With support from the Rockefeller Foundation, student fellows from across the country are leading conversations on their campuses, creating space to be heard, and to hear each other.
On most campuses, students have plenty of opportunities to speak up. What’s harder to find is a structured way to be heard, or to really hear each other. With support from The Rockefeller Foundation, Cortico on Campus is trying to build that.
Launched in spring 2025, this national fellowship has engaged 33 students from 24 campuses, equipping young leaders to design and lead small-group conversations and amplify the perspectives of their peers.
College campuses are full of conversation, but meaningful listening is harder to come by. Dialogue often surfaces around moments of tension rather than everyday experience, and traditional formats like surveys and town halls rarely create space for students to engage in a meaningful and sustainable way.
Cortico on Campus gives students the tools and support to create exactly that kind of space. Fellows gain hands-on experience in conversation design, facilitation, and analysis, then launch their own conversation campaigns on campus. Using Cortico’s Talk/Understand/Share approach, students host small-group conversations with peers, surface patterns across conversations, and share what they hear through voice-powered outputs.

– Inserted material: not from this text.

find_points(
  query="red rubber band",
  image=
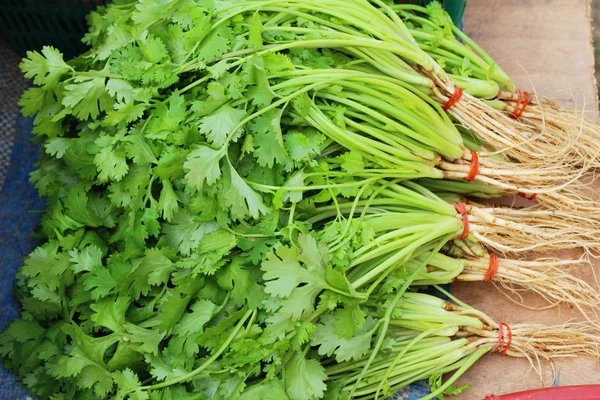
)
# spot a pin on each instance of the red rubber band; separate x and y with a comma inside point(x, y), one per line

Projects are grounded in the specific questions and needs of each campus community. A team at UNC–Chapel Hill used conversations to bridge students and local residents. Fellows at UW–Madison created space for peers to reflect on uncertainty, connection, and finding their path. A fellow at Cornell saw a natural connection to an existing Tech, Behavior, & Society course and the potential for a long-term campus partnership.
“Too often, conversations on campus become polarized, especially around issues like equity, policy, and campus culture. By bringing structured, intentional dialogue to Cornell, we can create opportunities for students to truly listen to one another, challenge assumptions, and find common ground.”
— Cortico on Campus fellow, Cornell University
Fellows are currently in the second phase of the program, continuing their conversation campaigns through spring 2026. Students are bringing a new kind of dialogue to their campuses and surfacing perspectives that don’t often make it into formal channels. They will have the opportunity to share their work and apply to present early results at the MIT Media Lab in May 2026.